July 2020
Planning for the Next Normal
Let’s start with some good news: 2020 is a little more than half over and you (and presumably your business) are here to read this letter!
We all understand that the ramifications of COVID-19 have been profound, having significantly affected:
- Our markets. While a few client-type markets are thriving, more than a few are facing their own uncertain futures. What market intelligence does your firm have, and how is that affecting your target markets going forward?
- Our clients. Because they live in these markets—some of which are thriving, others not so much—their businesses are wholly dependent on them. What is keeping them up at night, and do they rely on you for advice?

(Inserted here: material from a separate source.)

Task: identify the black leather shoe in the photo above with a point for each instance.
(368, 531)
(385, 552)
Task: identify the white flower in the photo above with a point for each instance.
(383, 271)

- Our services. Some traditional services that clients once valued are now deemed deferrable or even expendable. Yet some ingenious firms have pivoted to create new services that directly address clients’ current concerns. How has your firm tailored a newly relevant suite of services?
- Our firm operations. Nearly every firm (even those previously resistant to employees working from home) reports pleasant surprise at their firms’ resilience that the sudden and unexpected shift to a fully remote workforce did not drastically affect productivity or profitability. But, to what extent is this sustainable?
The Next Normal
What does the “next normal” look like? And with so many unknowns, how are firms considering their own futures?
- Some firms remain intently focused on day-to-day issues such as maintaining cash flow, making payroll with their PPP loans, and gradually returning to work.
- More firms are looking ahead through the end of the year and into 2021, anticipating and managing backlog.
- A growing number of firms are able to see opportunities in the midst of a crisis, a unique moment in time to become true trusted advisors as their clients struggle with their own unknowns and challenges. Examples abound:
- An architecture firm conducts charrettes with developer clients to help make the clients’ buildings more marketable and responsive to their customers.
- An engineering firm works with state and municipal clients to optimize their capital budgets in the face of reduced tax revenues.
- A consulting firm offers specialized advice to building owners on redesigning public spaces around social distancing guidelines.
- Having adjusted to the current reality of a remotely distributed workforce, firms are developing, documenting, and accelerating best practices around collaboration, flexibility, inclusion, and accountability.
Planning Around Scenarios
No one can know what the future holds, and today’s uncertainties—individually and in the aggregate—are unprecedented: concern about our own health that affects our daily lives; the economy and the nature of a recovery; how our business and our clients’ businesses are faring; and, of course, the implications of the upcoming presidential election. These ambiguities and constant changes are understandably creating stress for organizations—yours and your clients’—as well as for your own staff.
Yet, these days more than ever, firms need a roadmap to envision their future and guide decision making. Treading water will not get you closer to shore, and relying only on short-term decisions will not set a course for a desired destination.
One proven and productive method of addressing a future rife with unknowns is to consider several plausible crisis scenarios, developing strategies around each one, then scanning the horizon to determine which scenario is most likely to come to fruition. Firms should ask themselves:
- What trends is the crisis likely to accelerate, or slow?
- What is likely to change permanently?
- What opportunities can be capitalized upon?
- What can we do now in order to take advantage of today’s unique possibilities and prospects?
- And considering this unprecedented rapidity of change, to what extent do we have to reinvent our firm for a new level of agility incorporating speedy decision making and purposeful implementation?
As you consider these questions, be sure to keep an open mind, develop a deep understanding of clients’ current issues and priorities, and tap into the creative thinking of your staff.